Specialty / paid translation services

  • Translate Live (Czech / Slovak) — paid; specialist.
  • Vital Records Translation — paid; commercial genealogy translators by language.
  • APG (Association of Professional Genealogists) translator directory — paid hourly; vetted professionals.
  • JewishGen ViewMatefree; volunteer translation help; post your image, hope a community member translates. Excellent for Eastern European Jewish records.
  • r/translator on Reddit — free; volunteer; surprisingly good for short documents.
  • Academic Slavic / Germanic / Iberian / Sinology departments — sometimes accept genealogy-translation requests as student exercises.

Reference resources

  • Latin Genealogical Word List (FamilySearch) — free; common parish-Latin vocabulary.
  • German Genealogical Word List — free.
  • Polish, Russian, Hungarian, Italian, Spanish word lists — all free at FamilySearch Wiki.
  • JewishGen InfoFiles — free; word lists for Yiddish / Hebrew + Eastern European languages.
  • Latin Place Names Dictionary — locating "Posen / Posnaniensis / Poznań."
  • The German Letter Dictionary (German abbreviations + given-name Latin equivalents) — Joannes = Johann, Gulielmus = Wilhelm.
  • ScriptSource — free; reference for non-Latin scripts globally.

Workflow patterns

  1. Scan well + crop — see Genealogy Document Scanning & HTR.
  2. HTR pass — Transkribus (best) or eScriptorium for hard hands.
  3. LLM cleanup + translation — paste HTR output to Claude / GPT-4o; ask for translation + identification of names + places.
  4. Verify against word lists — confirm key names, dates, relationships.
  5. Cite the original — always cite the manuscript source, not the AI translation.
  6. Volunteer translation for impossible cases — JewishGen ViewMate, r/translator, professional service.

Calendar + date subtleties

  • See Genealogy Calendar Conversion.
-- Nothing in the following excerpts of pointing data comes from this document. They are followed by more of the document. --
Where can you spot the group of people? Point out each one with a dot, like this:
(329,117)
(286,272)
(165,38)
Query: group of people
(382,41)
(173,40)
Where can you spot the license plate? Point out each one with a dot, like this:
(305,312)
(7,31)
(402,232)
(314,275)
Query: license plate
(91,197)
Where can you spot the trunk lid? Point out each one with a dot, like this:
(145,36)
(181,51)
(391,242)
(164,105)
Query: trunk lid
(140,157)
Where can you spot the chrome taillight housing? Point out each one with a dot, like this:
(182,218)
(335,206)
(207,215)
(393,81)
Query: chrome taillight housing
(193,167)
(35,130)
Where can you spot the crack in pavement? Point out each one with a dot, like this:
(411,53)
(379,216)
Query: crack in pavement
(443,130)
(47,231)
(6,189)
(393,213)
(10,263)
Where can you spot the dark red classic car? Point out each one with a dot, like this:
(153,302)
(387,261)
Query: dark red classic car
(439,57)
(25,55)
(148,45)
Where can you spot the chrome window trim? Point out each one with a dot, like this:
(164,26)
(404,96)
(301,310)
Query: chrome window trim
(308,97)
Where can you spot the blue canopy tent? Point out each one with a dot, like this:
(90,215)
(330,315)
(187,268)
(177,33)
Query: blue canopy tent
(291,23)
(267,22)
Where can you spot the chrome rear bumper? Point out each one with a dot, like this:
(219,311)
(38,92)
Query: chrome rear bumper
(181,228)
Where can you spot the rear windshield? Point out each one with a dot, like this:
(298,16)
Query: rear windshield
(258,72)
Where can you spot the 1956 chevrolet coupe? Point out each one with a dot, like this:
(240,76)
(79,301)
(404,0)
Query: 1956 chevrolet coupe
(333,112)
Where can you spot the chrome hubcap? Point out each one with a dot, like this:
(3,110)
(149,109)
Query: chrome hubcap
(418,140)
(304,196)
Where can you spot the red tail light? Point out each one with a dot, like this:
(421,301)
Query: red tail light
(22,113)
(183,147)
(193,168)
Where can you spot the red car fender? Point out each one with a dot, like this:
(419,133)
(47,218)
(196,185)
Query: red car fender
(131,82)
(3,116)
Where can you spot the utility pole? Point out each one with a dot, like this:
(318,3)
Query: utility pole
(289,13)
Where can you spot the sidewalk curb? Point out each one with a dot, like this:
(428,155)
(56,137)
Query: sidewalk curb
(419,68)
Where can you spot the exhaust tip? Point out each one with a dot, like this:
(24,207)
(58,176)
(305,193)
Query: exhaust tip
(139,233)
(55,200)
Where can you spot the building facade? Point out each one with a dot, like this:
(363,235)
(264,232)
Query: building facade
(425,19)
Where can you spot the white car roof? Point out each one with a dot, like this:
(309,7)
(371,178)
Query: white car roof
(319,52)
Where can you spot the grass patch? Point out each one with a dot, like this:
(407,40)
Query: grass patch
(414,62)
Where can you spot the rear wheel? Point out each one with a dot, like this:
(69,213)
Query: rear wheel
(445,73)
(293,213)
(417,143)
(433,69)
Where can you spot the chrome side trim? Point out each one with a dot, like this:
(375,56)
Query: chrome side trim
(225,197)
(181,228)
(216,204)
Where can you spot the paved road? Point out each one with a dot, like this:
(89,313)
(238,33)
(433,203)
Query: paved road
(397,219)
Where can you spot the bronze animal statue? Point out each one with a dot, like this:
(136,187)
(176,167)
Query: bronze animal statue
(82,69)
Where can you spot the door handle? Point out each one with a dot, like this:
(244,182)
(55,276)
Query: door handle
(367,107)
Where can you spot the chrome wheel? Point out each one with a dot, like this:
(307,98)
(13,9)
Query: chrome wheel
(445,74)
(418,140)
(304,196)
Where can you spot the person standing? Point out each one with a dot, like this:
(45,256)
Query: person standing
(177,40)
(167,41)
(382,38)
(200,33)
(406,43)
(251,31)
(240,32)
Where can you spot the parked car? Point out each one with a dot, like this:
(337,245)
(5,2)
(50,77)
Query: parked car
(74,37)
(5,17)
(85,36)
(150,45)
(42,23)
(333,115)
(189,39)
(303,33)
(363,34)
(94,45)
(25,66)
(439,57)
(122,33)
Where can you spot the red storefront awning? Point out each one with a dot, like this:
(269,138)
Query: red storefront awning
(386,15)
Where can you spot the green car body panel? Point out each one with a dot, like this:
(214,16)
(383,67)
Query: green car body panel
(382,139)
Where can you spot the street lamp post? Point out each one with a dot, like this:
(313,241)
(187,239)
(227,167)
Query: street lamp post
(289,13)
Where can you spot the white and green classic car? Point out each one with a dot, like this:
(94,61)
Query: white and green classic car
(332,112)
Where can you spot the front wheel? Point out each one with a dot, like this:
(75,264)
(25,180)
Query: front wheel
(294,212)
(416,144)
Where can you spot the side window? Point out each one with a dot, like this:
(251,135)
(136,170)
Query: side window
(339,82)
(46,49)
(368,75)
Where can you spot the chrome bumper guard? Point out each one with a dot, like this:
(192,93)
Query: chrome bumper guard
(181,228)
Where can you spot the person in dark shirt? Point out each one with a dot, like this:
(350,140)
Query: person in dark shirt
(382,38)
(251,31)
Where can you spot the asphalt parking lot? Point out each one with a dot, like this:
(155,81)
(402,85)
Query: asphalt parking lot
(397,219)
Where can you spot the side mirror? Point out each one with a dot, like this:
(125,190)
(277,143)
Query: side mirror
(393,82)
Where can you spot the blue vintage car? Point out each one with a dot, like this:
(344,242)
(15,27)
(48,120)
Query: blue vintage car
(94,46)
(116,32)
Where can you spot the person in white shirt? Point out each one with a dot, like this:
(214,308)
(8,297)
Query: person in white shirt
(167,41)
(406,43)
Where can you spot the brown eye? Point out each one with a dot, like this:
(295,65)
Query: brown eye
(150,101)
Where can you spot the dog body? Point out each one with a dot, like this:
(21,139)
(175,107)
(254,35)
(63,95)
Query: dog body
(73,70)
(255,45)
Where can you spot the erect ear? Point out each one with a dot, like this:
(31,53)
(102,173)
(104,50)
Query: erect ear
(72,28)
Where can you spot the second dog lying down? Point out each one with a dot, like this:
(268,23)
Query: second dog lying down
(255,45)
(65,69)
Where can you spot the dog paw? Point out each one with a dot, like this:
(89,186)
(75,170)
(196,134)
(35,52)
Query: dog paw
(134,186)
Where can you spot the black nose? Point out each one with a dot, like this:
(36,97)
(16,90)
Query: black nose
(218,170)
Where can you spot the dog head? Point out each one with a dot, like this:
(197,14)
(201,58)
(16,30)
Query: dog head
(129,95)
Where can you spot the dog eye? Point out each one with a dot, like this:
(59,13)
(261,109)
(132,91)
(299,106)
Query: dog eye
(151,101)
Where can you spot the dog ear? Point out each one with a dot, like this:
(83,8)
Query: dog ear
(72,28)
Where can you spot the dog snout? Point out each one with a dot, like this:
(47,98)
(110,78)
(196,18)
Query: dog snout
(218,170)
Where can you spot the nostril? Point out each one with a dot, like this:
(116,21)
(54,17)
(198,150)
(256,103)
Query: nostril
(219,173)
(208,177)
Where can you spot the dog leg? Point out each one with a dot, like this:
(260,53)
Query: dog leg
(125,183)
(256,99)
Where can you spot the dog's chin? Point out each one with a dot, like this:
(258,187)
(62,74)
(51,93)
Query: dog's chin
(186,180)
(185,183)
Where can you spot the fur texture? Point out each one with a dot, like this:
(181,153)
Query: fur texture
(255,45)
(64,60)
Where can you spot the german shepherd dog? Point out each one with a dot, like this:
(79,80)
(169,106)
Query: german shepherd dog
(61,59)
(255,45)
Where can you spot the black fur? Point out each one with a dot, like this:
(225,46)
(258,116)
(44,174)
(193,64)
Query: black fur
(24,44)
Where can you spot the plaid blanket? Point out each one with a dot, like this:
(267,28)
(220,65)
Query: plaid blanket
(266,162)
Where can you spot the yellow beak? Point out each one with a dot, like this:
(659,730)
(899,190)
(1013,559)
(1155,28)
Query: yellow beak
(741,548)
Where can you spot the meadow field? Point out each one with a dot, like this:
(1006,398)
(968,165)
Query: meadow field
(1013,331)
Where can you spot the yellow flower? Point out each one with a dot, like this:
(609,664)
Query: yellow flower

Old records use feast-day + Latin date formats: die septima mensis Junii Anno Domini millesimo octingentesimo trigesimo = 7 June 1830.

What's changing in 2024–2026

  • Vision LLMs reading old scripts — Claude / GPT-4o / Gemini surprisingly good on legible 18th–19th c. hands; weaker on Sütterlin + secretary hand. Used as first pass + Transkribus for hard cases.
  • Transkribus public models for major European archive scripts.
  • DeepL model upgrades continue lifting quality.
  • Local LLM viability — Qwen2.5-VL handles many old scripts on a single GPU.
  • AI-paleography workflows are the biggest 2024–2026 shift in genealogy after FamilySearch Full-Text Search.

Pick this if…

  • Learning paleography from scratch: BYU Script Tutorial.
  • Best machine translation, Europe: DeepL.
  • Reading an old handwritten record: Transkribus + Claude / GPT-4o follow-up.
  • Word lookup in old Latin / German / Polish: FamilySearch Wiki word lists.
  • Free volunteer help on a tough document (Jewish records): JewishGen ViewMate.
  • Free volunteer help on a short clip (any language): r/translator on Reddit.
  • Professional service for irreplaceable document: APG translator directory.
  • Fully offline / private: local Qwen2.5-VL via Ollama.